Why in news?
The Supreme Court has ruled that foreign law firms or foreign lawyers cannot practise law in the country.
What are the directives?
- Practice - Foreign law firms or foreign lawyers cannot practise law in the country either on the litigation or non-litigation side.
- This means overseas lawyers or firms -
- cannot open offices in the country
- cannot appear in courts or before any authority
- cannot render other legal services, such as giving opinions or drafting documents
- Temporary - However, there is no bar on foreign law firms or foreign lawyers visiting India for a temporary period on a “fly in and fly out” basis.
- This could be for giving legal advice to their clients on foreign law or their own system of law and on international legal issues.
- The expression ‘fly in and fly out’ will only cover a casual visit not amounting to ‘practice’.
- The Court added that any dispute in this issue would be decided by the Bar Council of India.
- International Commercial arbitration - The SC also ruled on arbitration proceedings and disputes arising out of contracts relating to international commercial arbitration.
- Accordingly, the foreign law firms and lawyers also do not have an “absolute right” in this regard.
- However, they might not be debarred from conducting arbitration in India arising out of international commercial arbitration.
- But they would be governed by the code of conduct applicable to the legal profession in India.
- BPO - The court said Business Process Outsourcing (BPO) companies, providing a range of services, would not come under the Advocates Act.

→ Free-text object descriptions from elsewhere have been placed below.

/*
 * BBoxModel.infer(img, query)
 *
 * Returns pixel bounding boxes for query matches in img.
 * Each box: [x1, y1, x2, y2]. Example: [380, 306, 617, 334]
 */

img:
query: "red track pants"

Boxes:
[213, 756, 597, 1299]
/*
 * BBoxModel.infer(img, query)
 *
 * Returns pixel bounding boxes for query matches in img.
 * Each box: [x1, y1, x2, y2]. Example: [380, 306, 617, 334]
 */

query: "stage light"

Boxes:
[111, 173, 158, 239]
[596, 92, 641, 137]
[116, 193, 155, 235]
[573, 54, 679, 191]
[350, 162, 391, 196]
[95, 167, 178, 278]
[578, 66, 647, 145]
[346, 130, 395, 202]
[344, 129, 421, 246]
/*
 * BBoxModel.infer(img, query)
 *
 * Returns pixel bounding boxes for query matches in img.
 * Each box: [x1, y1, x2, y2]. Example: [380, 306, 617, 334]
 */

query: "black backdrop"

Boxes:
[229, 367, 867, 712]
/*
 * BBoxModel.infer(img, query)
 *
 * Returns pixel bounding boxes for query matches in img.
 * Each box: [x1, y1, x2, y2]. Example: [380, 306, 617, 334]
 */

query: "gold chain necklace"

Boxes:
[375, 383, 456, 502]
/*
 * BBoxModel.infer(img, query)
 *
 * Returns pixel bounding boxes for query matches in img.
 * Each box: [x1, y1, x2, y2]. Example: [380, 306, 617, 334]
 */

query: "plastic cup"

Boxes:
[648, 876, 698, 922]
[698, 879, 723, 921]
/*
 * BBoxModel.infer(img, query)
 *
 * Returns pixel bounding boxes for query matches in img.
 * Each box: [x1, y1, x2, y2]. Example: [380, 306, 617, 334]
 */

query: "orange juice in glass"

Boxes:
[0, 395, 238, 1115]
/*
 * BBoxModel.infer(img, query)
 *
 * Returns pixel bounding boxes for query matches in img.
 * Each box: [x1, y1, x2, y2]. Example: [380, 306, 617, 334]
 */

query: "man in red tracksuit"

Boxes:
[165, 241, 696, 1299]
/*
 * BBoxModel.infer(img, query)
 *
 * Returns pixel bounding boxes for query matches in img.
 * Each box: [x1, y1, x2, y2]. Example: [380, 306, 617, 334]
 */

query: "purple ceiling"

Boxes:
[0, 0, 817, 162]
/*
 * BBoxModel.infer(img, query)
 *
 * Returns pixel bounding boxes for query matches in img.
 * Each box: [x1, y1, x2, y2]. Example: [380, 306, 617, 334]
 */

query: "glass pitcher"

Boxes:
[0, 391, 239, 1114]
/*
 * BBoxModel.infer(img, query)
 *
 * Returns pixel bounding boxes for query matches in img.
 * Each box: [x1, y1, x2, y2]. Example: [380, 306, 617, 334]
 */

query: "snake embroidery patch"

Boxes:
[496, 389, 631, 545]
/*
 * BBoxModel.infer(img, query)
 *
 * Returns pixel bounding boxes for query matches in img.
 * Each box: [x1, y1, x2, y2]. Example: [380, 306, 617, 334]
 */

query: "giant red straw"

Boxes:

- The services include word processing, secretarial support, transcription and proof reading services, travel desk support services, etc.
What is the need?
- It comes as an effort to keeping India’s legal market exclusively for Indians.
- The ruling settles a long-standing argument on whether foreign firms or attorneys should be allowed to enter the Indian legal market.
- Lawyers' Concern - Sections of the legal fraternity have been opposing the entry of foreign firms for nearly two decades.
- There were petitions seeking legal action against 30 foreign law firms that were “illegally practising” in the country.
- The Commerce Ministry, setting up earlier in 2005 a committee to consider opening up legal services, was opposed by bar associations.
- Lawyers were against the country succumbing to international pressure.
- Their main objection was that Indian law firms would not be able to compete with foreign firms.
- As, the latter had greater money power and may control the legal market.
- Other Countries - Indian advocates were not allowed to practise in the U.K., the U.S., Australia and other nations.
- They are allowed only on fulfilling onerous restrictions like qualifying tests, experience and work permit.
- It was thus argued that foreign lawyers should not be allowed to practise in India without reciprocity.
- Non-litigious Practice - Non-litigation market has seen an exponential increase after globalisation.
- The services include drafting of documents, preparation for litigation, etc.
- In particular, international commercial arbitration has taken off in a big way.
- The foreign law firms had argued that there was no bar on a company carrying on consultancy or support services.
- But the Bar Council of India contended that even non-litigious practice came under the term ‘practice of law’.
- Thus even these could be done only by those enrolled under the Advocates Act in the country.
What are the implications?
- Successive governments were considering permitting foreign law firms to practise law in matters not involving litigation and on a reciprocal basis.
- In 2011, the Union Law Ministry held consultations with the Bar Council of India to consider amending the Advocates’ Act for the purpose.
- However, the SC's ruling has included both litigation and non-litigation services in ‘practice of law’, laying down restrictions.
- The Centre may thus be not able to throw open the legal services sector to overseas players.
- Moreover, the court has recognised only limited access to foreign players in arbitration.
- It should be limited to matters governed by an international commercial arbitration agreement, and code of conduct applicable to the legal profession in India has to be followed.
- This could be a considerable hurdle in India’s ambition to be a global arbitration hub.